На вершине холма, господствовавшего над Фалме, в одной из немногочисленных рощиц, уцелевших на всхолмье вокруг города, Падан Фейн рывком поводьев остановил свою лошадь. Вьючная лошадь с драгоценным грузом ударила его по ноге, и он не глядя пнул ее в бок; животное фыркнуло и отпрянуло на всю длину повода, который он привязал к своему седлу. Свою лошадь та женщина отдавать желала не больше, чем любой из последовавших за Фейном Приспешников Тьмы хотел остаться в холмах наедине с троллоками, без оберегающего присутствия Фейна. Обе задачки он решил с легкостью. Мясо в троллочьем котле необязательно должно быть кониной. Товарищи женщины и без того были потрясены дорогой по Путям, к Путевым Вратам в давным-давно заброшенном стеддинге на Мысе Томан, и лицезрение того, как троллоки стряпают свой обед, сделало уцелевших Друзей Темного чрезвычайно сговорчивыми и послушными.
С опушки Фейн рассматривал не обнесенный стенами город и усмехался презрительно. Из мешанины конюшен, загонов и тележных дворов, окружающих город, выкатывался, грохоча, один короткий купеческий обоз, пока еще один тем временем въезжал в город, поднимая мало пыли с накатанной за многие годы дороги. Судя по одежде, возницы и немногие верховые рядом с фургонами все были местными, однако у всадников по меньшей мере имелись мечи на перевязях, а кое у кого и копья, и луки. Солдаты, которых Фейн тоже приметил и которых было совсем мало, похоже, не следили за вооруженными людьми, кого они, как считается, завоевали.
Кое-что об этих чужаках, об этих Шончан, он узнал за день и ночь, проведенные на Мысе Томан. Узнал не меньше, чем было известно побежденным. Никогда не составляло большого труда отыскать какого-нибудь одиночку, и они всегда отвечали на должным образом заданные вопросы. У мужчин обычно оказывалось больше сведений о захватчиках, будто они и впрямь верили, что в конце концов отыщется применение их знаниям, но вот, правда, иногда они пытались упорствовать и утаить то, что знали.

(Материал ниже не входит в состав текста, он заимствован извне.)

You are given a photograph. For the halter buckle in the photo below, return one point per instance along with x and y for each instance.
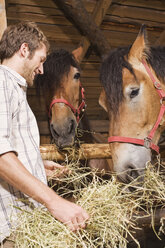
(147, 142)
(157, 85)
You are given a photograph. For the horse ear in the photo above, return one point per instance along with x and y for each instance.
(139, 47)
(78, 53)
(102, 100)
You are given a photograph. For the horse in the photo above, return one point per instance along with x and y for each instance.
(133, 80)
(63, 94)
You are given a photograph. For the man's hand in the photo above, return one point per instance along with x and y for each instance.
(69, 213)
(54, 170)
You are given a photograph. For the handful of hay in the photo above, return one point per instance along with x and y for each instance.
(111, 207)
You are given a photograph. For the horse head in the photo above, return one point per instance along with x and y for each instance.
(133, 92)
(61, 88)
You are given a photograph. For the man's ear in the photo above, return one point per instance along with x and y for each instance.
(24, 50)
(78, 54)
(103, 101)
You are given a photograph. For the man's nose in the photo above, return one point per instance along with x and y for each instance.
(41, 69)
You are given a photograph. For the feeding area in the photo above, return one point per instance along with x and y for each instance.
(115, 210)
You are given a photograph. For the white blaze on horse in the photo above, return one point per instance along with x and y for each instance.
(134, 89)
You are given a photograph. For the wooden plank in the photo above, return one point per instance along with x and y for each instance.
(100, 126)
(86, 151)
(152, 4)
(137, 13)
(3, 20)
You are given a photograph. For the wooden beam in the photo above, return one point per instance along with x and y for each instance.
(3, 22)
(84, 22)
(98, 14)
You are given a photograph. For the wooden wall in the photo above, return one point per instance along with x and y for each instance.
(120, 26)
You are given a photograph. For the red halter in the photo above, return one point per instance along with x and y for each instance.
(146, 142)
(75, 111)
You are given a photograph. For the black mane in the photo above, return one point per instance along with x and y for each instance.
(56, 66)
(111, 72)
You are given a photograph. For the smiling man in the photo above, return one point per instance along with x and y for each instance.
(23, 50)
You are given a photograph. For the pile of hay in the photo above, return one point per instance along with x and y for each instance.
(111, 207)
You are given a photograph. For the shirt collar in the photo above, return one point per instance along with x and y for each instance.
(20, 80)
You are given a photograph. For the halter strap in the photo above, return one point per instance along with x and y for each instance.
(146, 142)
(75, 111)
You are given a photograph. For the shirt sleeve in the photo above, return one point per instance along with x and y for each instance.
(6, 109)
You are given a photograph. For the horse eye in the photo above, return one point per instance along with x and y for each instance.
(134, 93)
(77, 75)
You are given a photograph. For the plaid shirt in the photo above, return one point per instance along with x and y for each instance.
(18, 133)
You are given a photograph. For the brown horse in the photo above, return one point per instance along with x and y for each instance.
(65, 102)
(63, 94)
(134, 89)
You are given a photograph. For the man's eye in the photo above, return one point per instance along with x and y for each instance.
(77, 75)
(134, 93)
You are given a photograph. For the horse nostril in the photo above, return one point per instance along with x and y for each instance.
(71, 126)
(54, 133)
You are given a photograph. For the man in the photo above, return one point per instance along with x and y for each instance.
(23, 50)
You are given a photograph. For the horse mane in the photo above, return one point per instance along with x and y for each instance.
(116, 61)
(56, 66)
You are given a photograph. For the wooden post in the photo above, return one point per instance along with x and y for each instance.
(98, 14)
(3, 22)
(85, 23)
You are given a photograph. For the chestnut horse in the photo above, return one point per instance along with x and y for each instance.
(133, 79)
(63, 94)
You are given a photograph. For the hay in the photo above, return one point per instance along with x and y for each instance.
(111, 207)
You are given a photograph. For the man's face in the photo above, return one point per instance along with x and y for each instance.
(34, 65)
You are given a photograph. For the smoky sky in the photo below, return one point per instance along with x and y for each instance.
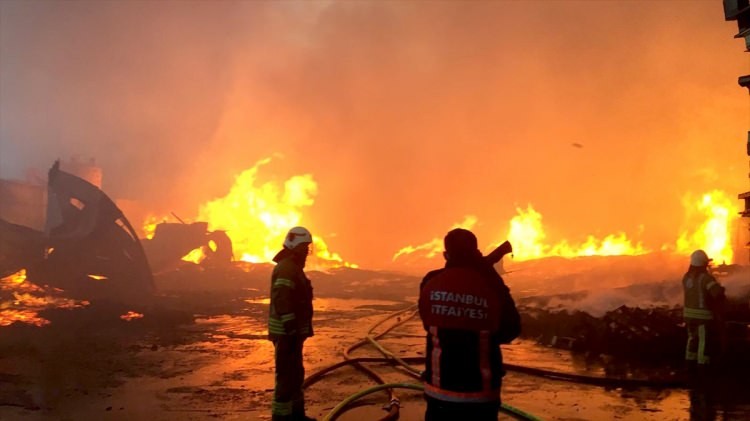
(409, 115)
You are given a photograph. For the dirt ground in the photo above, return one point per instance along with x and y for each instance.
(203, 355)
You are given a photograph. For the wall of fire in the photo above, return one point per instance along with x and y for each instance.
(739, 10)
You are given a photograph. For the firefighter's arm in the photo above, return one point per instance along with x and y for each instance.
(282, 292)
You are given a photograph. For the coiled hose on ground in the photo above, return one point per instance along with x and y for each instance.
(405, 363)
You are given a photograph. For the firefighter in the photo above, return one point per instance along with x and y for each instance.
(467, 312)
(289, 324)
(704, 298)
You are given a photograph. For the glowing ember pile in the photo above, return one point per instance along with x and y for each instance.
(22, 301)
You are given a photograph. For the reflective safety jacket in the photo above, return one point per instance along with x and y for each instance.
(702, 295)
(290, 311)
(467, 313)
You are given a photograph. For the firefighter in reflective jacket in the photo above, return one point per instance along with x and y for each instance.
(289, 324)
(467, 312)
(704, 298)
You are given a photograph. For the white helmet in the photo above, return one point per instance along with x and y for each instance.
(699, 258)
(297, 236)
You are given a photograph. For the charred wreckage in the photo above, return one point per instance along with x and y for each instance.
(89, 249)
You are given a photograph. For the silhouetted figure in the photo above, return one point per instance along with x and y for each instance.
(289, 324)
(704, 298)
(467, 312)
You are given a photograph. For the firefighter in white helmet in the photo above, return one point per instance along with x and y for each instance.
(290, 323)
(704, 297)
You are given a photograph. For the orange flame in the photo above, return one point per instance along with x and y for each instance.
(527, 234)
(24, 306)
(149, 226)
(712, 218)
(257, 217)
(434, 247)
(131, 315)
(196, 256)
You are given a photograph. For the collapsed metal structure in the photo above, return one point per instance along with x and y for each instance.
(88, 247)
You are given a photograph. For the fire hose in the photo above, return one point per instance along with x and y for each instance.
(405, 362)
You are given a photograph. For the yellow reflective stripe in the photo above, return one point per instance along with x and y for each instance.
(281, 408)
(282, 282)
(702, 357)
(287, 317)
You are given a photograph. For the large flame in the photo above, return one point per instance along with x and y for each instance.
(434, 247)
(257, 217)
(711, 220)
(527, 235)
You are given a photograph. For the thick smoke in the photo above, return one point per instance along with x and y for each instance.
(408, 115)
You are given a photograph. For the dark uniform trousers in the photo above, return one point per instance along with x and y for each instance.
(438, 410)
(288, 398)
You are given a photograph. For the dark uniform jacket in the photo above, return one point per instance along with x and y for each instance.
(703, 295)
(467, 311)
(290, 311)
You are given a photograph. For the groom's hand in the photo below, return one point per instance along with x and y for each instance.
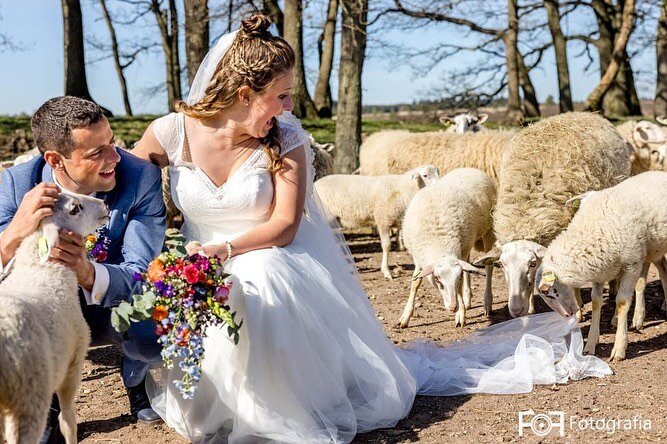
(70, 251)
(37, 204)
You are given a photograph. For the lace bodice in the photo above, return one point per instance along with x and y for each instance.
(214, 214)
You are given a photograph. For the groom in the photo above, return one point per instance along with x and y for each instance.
(78, 155)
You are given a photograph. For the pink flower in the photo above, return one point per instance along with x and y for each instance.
(191, 274)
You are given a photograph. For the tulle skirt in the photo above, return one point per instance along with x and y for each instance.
(313, 364)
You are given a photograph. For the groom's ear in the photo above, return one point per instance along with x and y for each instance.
(54, 159)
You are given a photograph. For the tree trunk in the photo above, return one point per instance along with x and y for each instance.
(513, 114)
(621, 97)
(560, 49)
(167, 20)
(273, 10)
(594, 101)
(196, 34)
(352, 54)
(293, 33)
(116, 58)
(76, 83)
(660, 103)
(531, 107)
(322, 99)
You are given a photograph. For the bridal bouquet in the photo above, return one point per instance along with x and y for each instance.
(184, 295)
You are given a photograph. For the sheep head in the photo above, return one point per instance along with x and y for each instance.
(445, 275)
(78, 213)
(559, 296)
(519, 260)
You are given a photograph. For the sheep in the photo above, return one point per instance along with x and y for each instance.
(361, 201)
(447, 151)
(648, 143)
(546, 164)
(43, 335)
(464, 122)
(442, 224)
(616, 234)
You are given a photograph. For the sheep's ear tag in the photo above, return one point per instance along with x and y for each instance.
(44, 250)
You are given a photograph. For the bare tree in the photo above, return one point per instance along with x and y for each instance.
(116, 57)
(293, 33)
(167, 20)
(196, 34)
(594, 101)
(325, 45)
(352, 54)
(660, 103)
(560, 50)
(272, 8)
(76, 83)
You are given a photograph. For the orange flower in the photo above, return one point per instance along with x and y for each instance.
(160, 313)
(156, 270)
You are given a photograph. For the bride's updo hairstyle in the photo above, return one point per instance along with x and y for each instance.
(255, 59)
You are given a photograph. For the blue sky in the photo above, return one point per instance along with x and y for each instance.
(30, 77)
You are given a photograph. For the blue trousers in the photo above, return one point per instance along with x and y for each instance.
(139, 344)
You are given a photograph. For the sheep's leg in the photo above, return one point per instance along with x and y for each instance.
(640, 307)
(623, 300)
(580, 304)
(410, 305)
(460, 316)
(662, 270)
(488, 295)
(385, 241)
(594, 331)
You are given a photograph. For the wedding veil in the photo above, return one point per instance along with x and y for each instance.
(505, 358)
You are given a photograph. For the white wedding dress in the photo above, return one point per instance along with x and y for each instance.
(313, 364)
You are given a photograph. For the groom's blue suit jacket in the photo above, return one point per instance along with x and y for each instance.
(137, 220)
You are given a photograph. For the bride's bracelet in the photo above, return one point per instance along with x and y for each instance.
(229, 251)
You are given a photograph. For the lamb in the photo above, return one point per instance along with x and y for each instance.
(616, 234)
(43, 335)
(442, 224)
(361, 201)
(447, 151)
(649, 145)
(463, 122)
(545, 165)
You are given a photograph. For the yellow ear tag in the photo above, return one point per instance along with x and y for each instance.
(43, 246)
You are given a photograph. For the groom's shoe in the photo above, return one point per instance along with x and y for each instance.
(52, 433)
(140, 407)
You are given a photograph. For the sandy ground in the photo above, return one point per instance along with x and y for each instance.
(637, 390)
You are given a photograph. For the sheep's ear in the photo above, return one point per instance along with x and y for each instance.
(446, 120)
(425, 272)
(468, 268)
(47, 241)
(488, 259)
(576, 201)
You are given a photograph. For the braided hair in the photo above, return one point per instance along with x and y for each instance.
(255, 59)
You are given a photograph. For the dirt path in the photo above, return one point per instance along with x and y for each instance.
(636, 392)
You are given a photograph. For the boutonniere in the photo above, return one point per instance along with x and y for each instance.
(97, 245)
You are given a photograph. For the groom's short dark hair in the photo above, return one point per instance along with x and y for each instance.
(53, 122)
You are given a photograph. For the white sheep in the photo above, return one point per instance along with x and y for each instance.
(463, 122)
(447, 151)
(380, 201)
(546, 164)
(442, 224)
(616, 234)
(649, 145)
(43, 335)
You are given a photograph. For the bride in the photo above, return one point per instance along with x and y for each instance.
(313, 363)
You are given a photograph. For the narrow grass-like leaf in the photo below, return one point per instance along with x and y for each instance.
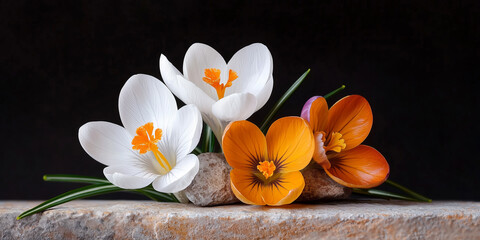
(281, 101)
(382, 194)
(73, 178)
(207, 138)
(328, 95)
(147, 191)
(409, 192)
(83, 192)
(197, 151)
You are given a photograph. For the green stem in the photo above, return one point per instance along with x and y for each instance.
(381, 194)
(281, 101)
(410, 192)
(197, 151)
(334, 92)
(208, 135)
(83, 192)
(147, 191)
(73, 178)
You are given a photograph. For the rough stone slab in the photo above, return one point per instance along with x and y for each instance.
(360, 219)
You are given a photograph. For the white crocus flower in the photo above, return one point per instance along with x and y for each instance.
(223, 92)
(155, 145)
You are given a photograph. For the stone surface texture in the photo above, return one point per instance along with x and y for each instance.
(319, 186)
(354, 219)
(211, 186)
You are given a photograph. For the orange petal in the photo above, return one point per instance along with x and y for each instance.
(244, 145)
(318, 114)
(246, 187)
(283, 190)
(361, 167)
(290, 144)
(352, 117)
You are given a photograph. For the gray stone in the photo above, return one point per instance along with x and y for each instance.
(319, 186)
(359, 219)
(211, 186)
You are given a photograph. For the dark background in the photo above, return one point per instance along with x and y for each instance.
(63, 64)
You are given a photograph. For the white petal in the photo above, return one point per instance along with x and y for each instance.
(184, 89)
(106, 142)
(145, 99)
(264, 95)
(238, 106)
(198, 58)
(179, 177)
(186, 129)
(254, 66)
(128, 177)
(183, 135)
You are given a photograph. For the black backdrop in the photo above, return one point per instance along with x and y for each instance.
(63, 64)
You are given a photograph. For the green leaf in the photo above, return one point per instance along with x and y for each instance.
(328, 95)
(83, 192)
(147, 191)
(408, 191)
(73, 178)
(381, 194)
(281, 101)
(197, 151)
(93, 190)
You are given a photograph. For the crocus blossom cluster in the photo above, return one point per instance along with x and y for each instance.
(224, 92)
(338, 132)
(266, 170)
(155, 143)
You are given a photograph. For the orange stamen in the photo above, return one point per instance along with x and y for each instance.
(335, 142)
(266, 168)
(145, 141)
(212, 77)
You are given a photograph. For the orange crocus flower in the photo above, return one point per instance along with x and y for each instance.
(338, 133)
(266, 170)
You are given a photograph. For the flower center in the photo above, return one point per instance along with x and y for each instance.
(212, 77)
(266, 168)
(334, 142)
(147, 141)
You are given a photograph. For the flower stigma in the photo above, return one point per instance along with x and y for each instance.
(334, 142)
(266, 168)
(147, 141)
(212, 77)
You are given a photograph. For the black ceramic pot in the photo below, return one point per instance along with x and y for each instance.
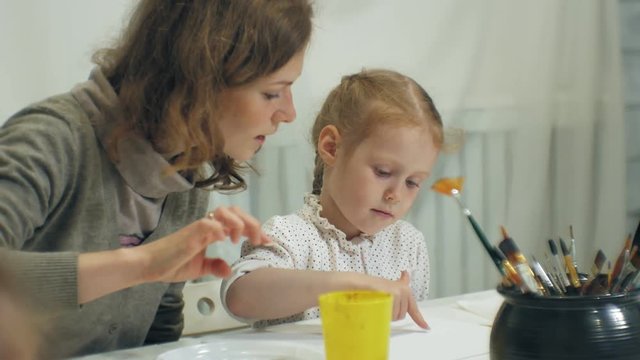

Женщин же, в общем, интересовали, видимо, обстоятельства их собственной жизни, кто бы ни правил в их стране, но порой они подмечали такие детали, что проходили мимо внимания мужчин. Как только они прекращали вопить и плакать, слова из них просто-таки сыпались. Бойчей всего болтали дети, но редко они говорили что-то стоящее.
Три четверти услышанного Фейн отбросил как полную чушь и раздутые до небылиц слухи, но теперь к некоторым из ранних выводов пришлось вернуться. Да, верно, в Фалме можно входить кому угодно. Вздрогнув, он признал истинность кое-чего из «чуши», увидев, как из города выехало два десятка солдат. Отчетливо животных под седлом разглядеть ему не удалось, но уж лошадьми они точно не были. Они двигались с текучей грацией, и темные шкуры словно блестели в лучах утреннего солнца, как будто отсвечивала чешуя. Фейн вытянул шею, провожая удаляющийся в глубь страны отряд взглядом, потом ударил лошадь каблуками и направил ее в город.